Sometimes he got up and walked to and fro. Hours passed. The stars, the streams down in the valley, the wind moving among the boulders, the various unknown creatures rustling in the silence – all these were contained within themselves, fulfilling their law, content to be alone, content to be with others, having the peace of God or the peace of the birds of prey. He only did not fulfil his law; something that was not he, that was not nature, that was not God, had made him and her he loved its tools. Hope, memory, tradition, conformity, had been laying waste their lives. As he thought this the night seemed to crush him with its purple foot. Hour followed hour. At midnight he started up, hearing a faint murmur of clocks striking the hour in the distant town. His face and hands were wet with tears, his clothes saturated with dew.
He turned homeward, hurriedly flying from the terrible firmament. What had this glimmering and silence to do with him – this luxurious present? He belonged to the past and the future. With pace somewhat slackened, because of the furze, he came down into the valley.
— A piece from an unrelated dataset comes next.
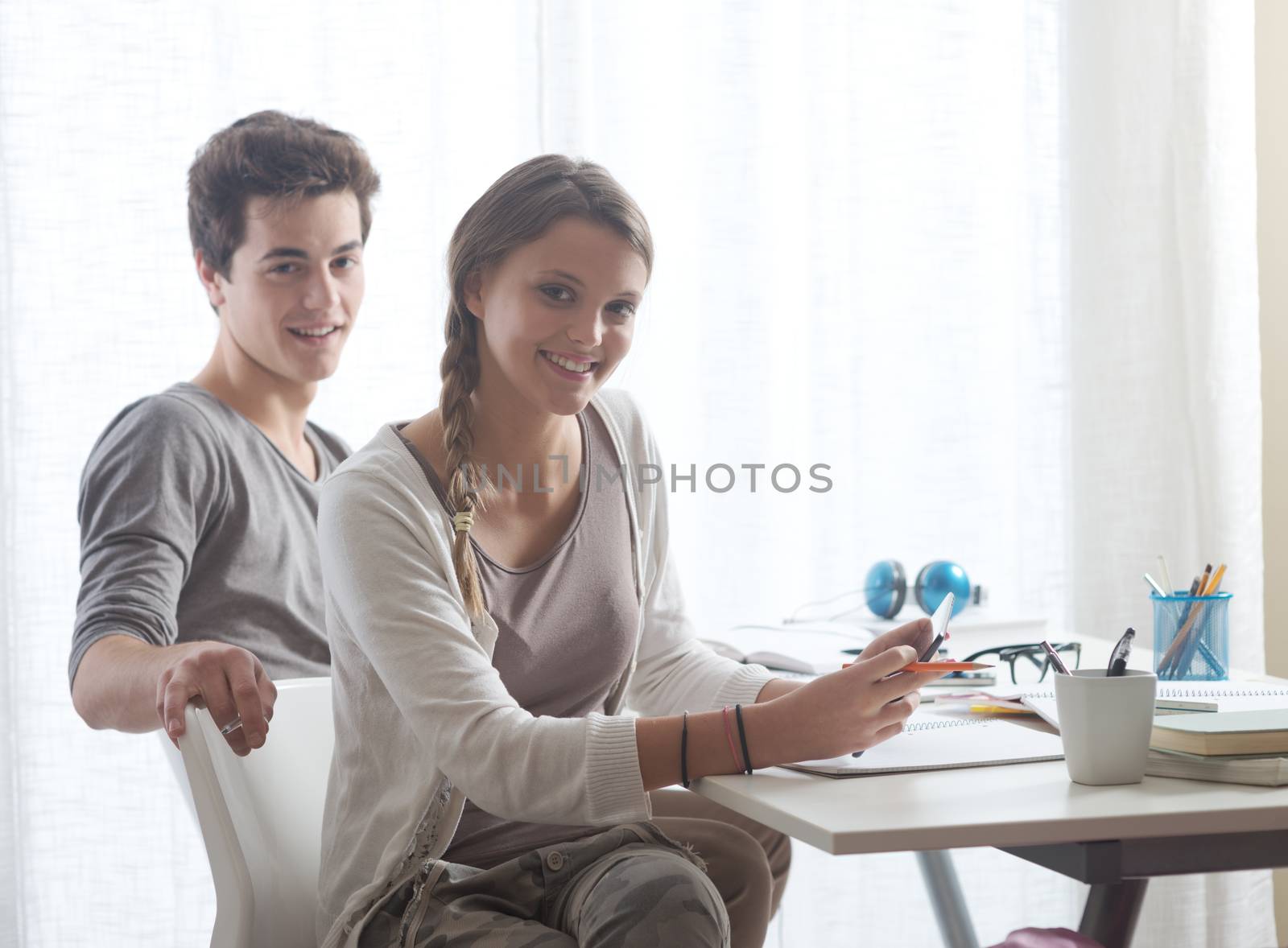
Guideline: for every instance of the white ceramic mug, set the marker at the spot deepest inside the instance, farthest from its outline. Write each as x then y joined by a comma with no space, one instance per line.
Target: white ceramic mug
1105,724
Along the northern horizon moved a perpetual dawn, travelling eastward as the night advanced. Once, as he passed a marsh near a lime-kiln, a number of small birds rose chirruping from where they had been clinging among the reeds. Once, standing still for a moment where two roads crossed on a hill-side, he looked out over the dark fields. A white stone rose in the middle of a field, a score of yards in front of him. He knew the place well; it was an ancient burying-ground. He looked at the stone, and suddenly filled by the terror of the darkness children feel, began again his hurried walk.
He re-entered Ballah by the southern side. In passing he looked at the rectory. To his surprise a light burned in the drawing-room. He stood still. The dawn was brightening towards the east, but all round him was darkness, seeming the more intense to his eyes for their being fresh from the unshaded fields. In the midst of this darkness shone the lighted window. He went over to the gate and looked in. The room was empty. He was about to turn away when he noticed a white figure standing close to the gate. The latch creaked and the gate moved slowly on its hinges.
‘John,’ said a trembling voice, ‘I have been praying, and a light has come to me. I wished you to be ambitious – to go away and do something in the world. You did badly, and my poor pride was wounded. You do not know how much I had hoped from you; but it was all pride – all pride and foolishness. You love me. I ask no more. We need each other; the rest is with God.’
She took his hand in hers, and began caressing it. ‘We have been shipwrecked. Our goods have been cast into the sea.’ Something in her voice told of the emotion that divides the love of woman from the love of man. She looked upon him whom she loved as full of a helplessness that needed protection, a reverberation of the feeling of the mother for the child at the breast.